Choosing the proper code for ED visits and evaluating whether the proper code was chosen have always been confusing, because the evaluation and management codes being used were designed by the American Medical Association for physician billing, not emergency department services. Doctors pick one of the five-digit codes that best reflects the amount of time and medical decisionmaking involved in caring for a patient; the higher the code, the more they are paid.
Hospitals have long complained that codes written for physicians don't translate easily for pricing emergency department resources. But they deny they take advantage of the situation to bill higher codes than justified. The CMS has struggled unsuccessfully for years to establish codes that are specific to ER services.
Up to now, hospitals have had wide latitude in applying facility fees. Since April 2000, Medicare has relied on about 4,000 hospitals nationwide to set their own guidelines for picking billing codes that most “reasonably relate” to the intensity of emergency department resources used in treating a patient.
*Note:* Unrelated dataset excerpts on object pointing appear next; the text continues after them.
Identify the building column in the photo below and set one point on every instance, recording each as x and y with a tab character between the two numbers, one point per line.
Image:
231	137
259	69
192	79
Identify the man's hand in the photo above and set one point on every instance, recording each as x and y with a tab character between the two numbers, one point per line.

Experts disagree about the appropriateness of recent billing trends and the financial implications of the proposed CMS change in ED facilities fee billing policy.
Jugna Shah, a hospital outpatient billing expert who is president of Washington-based Nimitt Consulting, said CMS officials in recent years haven't given any hint that they believe some hospitals game Medicare. “It caught me off guard,” she said of the proposed rule. The CMS could be searching for a “quick fix” to the controversy over alleged upcoding, she added.
Along the same lines, the American College of Emergency Physicians advised its members that the CMS “might be reacting to the media attention and speculation” about upcoding, noting the “harsh reprimand” from Holder and Sebelius.
Medicare officials generally expect hospitals and other medical professionals to bill a range of the five codes because some patients require more effort than others. In an emergency department, for instance, someone arriving with a mild leg sprain would likely necessitate a lower code than someone suffering an apparent heart attack.
But the Center for Public Integrity's analysis of Medicare billing data showed that emergency department facility coding shot up at many hospitals over the past decade, in some cases faster than other evaluation and management billings. Between 2001 and the end of 2008, use of the two most expensive codes nearly doubled, from 25% to 45% of all claims. Many of these patients were treated for seemingly minor injuries and complaints and sent home without being admitted to the hospital.
The recent draft rule contains a number of other changes. For instance, the CMS proposes to create a flat rate for hospital clinic visits, and make many other billing changes as well. The CMS now allows from $56.77 to $128.48 for clinic visit facility fees and wants to replace that with a flat charge of $88.31.